# Obedience/Schutzhund trainer in Pensacola?



## SophieGSD

Hey guys. I'm looking for a trainer in Pensacola, FL. I'd like to get Sophie more disciplined in obedience by a professional, and then possibly move on to schutzhund.

I live in the Warrington/Pensacola area of Florida. We'll be here for a year or so.
Thanks!


----------



## mycobraracr

PLease post if you find anythning. I have a friend looking for a schutzhund club/trainer around the same area. She has not found anyone decent. Thanks


----------



## SophieGSD

I'm having the same problem. Apparently the trainers around here are getting bad reviews.


----------



## Perdido

*Pensacola - Bonifay Florida Trainers*

FL Panhandle Trainers...
Reggie Bruster, owner of Your Dog's Business in Pensacola, is a ex -K-9 handler... and now works full time as a trainer... 

About-Us Pensacola, Fl

Also 

There is a new Panhandle Schutzhund Club forming in Bonifay, FL. 
Harry Hamilton, [email protected] , is an ex-K-9 Police Dog handler. Their initial trial is set for Nov. 15th, 2013 at 7 am I believe. 

I visited them a couple of time and was impressed with the practice their dogs displayed.

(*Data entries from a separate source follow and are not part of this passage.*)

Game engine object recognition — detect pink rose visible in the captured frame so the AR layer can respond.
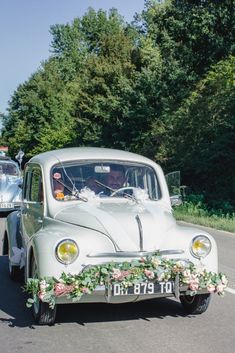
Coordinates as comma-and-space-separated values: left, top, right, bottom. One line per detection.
112, 268, 122, 281
81, 287, 89, 294
144, 269, 154, 279
207, 283, 215, 293
54, 283, 74, 297
38, 291, 45, 302
189, 278, 199, 291
216, 283, 226, 294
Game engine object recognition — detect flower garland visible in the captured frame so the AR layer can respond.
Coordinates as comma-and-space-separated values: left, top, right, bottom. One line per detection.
25, 253, 228, 308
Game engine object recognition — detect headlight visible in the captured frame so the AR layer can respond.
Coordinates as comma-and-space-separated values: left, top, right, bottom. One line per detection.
56, 239, 79, 265
191, 235, 211, 259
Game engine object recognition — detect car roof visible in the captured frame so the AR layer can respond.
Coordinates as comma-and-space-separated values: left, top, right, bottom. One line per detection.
28, 147, 159, 167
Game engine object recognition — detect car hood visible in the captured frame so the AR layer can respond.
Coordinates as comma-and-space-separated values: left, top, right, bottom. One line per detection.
55, 201, 176, 251
0, 175, 21, 202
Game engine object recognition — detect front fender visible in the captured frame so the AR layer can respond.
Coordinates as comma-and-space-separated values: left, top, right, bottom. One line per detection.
164, 224, 218, 273
27, 221, 115, 278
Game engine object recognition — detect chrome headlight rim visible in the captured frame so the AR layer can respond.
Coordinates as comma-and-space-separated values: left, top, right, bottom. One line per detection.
190, 234, 212, 260
55, 238, 79, 265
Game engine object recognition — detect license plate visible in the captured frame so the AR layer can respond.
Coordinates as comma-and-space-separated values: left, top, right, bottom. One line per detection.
111, 281, 174, 296
0, 202, 14, 208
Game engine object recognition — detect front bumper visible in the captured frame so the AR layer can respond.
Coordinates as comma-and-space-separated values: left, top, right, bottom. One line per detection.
56, 278, 208, 304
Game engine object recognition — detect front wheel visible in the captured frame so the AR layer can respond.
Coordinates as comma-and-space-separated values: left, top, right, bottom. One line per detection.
31, 259, 56, 325
180, 294, 211, 315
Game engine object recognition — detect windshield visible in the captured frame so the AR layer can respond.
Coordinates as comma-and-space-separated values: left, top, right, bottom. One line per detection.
51, 161, 161, 201
0, 162, 19, 176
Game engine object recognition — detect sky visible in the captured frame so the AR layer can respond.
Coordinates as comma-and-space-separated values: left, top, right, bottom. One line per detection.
0, 0, 145, 113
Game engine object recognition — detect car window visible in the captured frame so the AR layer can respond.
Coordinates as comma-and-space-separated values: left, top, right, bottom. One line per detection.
51, 161, 161, 201
0, 162, 19, 176
29, 168, 43, 202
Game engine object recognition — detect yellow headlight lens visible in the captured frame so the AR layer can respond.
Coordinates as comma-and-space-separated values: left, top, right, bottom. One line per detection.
191, 235, 211, 258
56, 239, 79, 265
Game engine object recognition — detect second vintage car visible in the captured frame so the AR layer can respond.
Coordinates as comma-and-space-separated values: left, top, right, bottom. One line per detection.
3, 148, 227, 324
0, 156, 22, 212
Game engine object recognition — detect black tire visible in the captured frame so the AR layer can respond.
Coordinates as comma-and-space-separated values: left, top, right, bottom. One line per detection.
31, 259, 56, 326
180, 294, 211, 315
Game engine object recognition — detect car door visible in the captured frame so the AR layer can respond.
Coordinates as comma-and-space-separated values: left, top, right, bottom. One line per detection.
22, 164, 44, 238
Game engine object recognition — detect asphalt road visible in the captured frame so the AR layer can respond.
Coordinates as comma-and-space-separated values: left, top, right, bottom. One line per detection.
0, 214, 235, 353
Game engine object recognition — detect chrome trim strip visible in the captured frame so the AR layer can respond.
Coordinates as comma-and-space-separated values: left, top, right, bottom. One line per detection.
87, 250, 184, 257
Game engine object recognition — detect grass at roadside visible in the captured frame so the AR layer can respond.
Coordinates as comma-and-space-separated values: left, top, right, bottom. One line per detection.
174, 210, 235, 233
174, 195, 235, 233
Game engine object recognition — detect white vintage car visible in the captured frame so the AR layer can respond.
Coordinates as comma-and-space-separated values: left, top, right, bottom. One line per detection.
3, 148, 227, 324
0, 156, 22, 212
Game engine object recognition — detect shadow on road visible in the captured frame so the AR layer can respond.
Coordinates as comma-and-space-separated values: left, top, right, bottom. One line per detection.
0, 256, 190, 328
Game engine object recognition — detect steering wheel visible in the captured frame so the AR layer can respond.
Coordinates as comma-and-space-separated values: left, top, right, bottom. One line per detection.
110, 186, 138, 197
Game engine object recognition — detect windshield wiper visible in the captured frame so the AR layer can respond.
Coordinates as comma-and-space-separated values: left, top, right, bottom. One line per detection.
53, 178, 88, 202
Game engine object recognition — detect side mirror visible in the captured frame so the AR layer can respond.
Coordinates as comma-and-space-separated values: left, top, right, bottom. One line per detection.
170, 195, 183, 207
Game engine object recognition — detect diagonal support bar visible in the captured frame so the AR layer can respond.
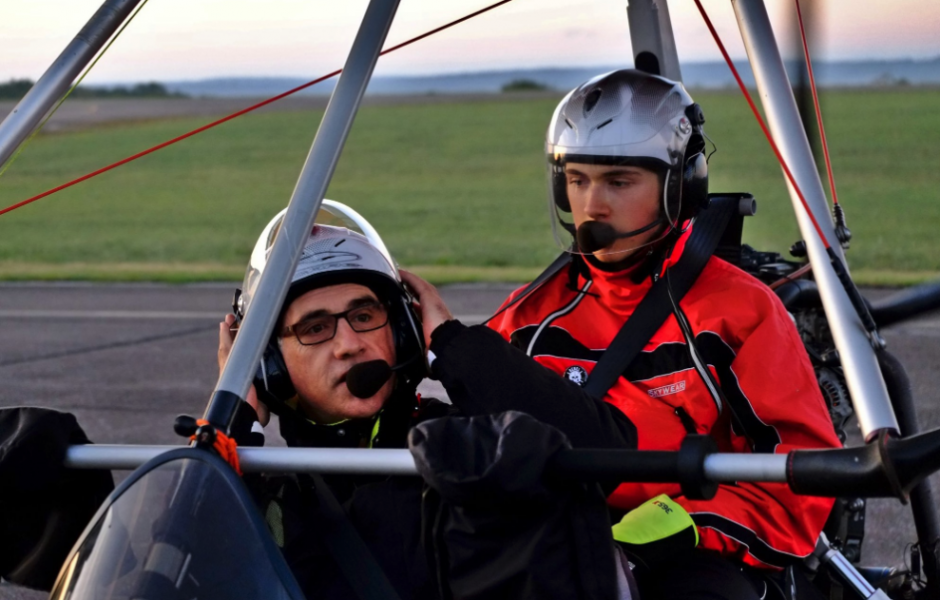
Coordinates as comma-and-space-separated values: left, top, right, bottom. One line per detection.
205, 0, 398, 432
0, 0, 140, 167
732, 0, 900, 441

Harry's number is 850-547-1212.

David


----------



## Powerfulmind

Did you find any good Schutz classes? 

Sent from Petguide.com Free App


----------



## wyoung2153

Perdido said:


> FL Panhandle Trainers...
> Reggie Bruster, owner of Your Dog's Business in Pensacola, is a ex -K-9 handler... and now works full time as a trainer...
> 
> About-Us Pensacola, Fl
> 
> Also
> 
> There is a new Panhandle Schutzhund Club forming in Bonifay, FL.
> Harry Hamilton, [email protected] , is an ex-K-9 Police Dog handler. Their initial trial is set for Nov. 15th, 2013 at 7 am I believe.
> 
> I visited them a couple of time and was impressed with the practice their dogs displayed. Harry's number is 850-547-1212.
> 
> David


Anything come of that club? Or did the OP try it? I have a friend looking at that place, I THINK. He didn't know the name of it. I'm very intrigued by it..


----------



## middleofnowhere

Go to the DVG America website - on the left, scroll down to clubs, select SE, select FL. Lots of clubs in FL. They should be able to recommend trainers.


----------



## gshepherd

Hey I know this I am way late to the party, just curious if anyone came up with any results or has any suggestions?


----------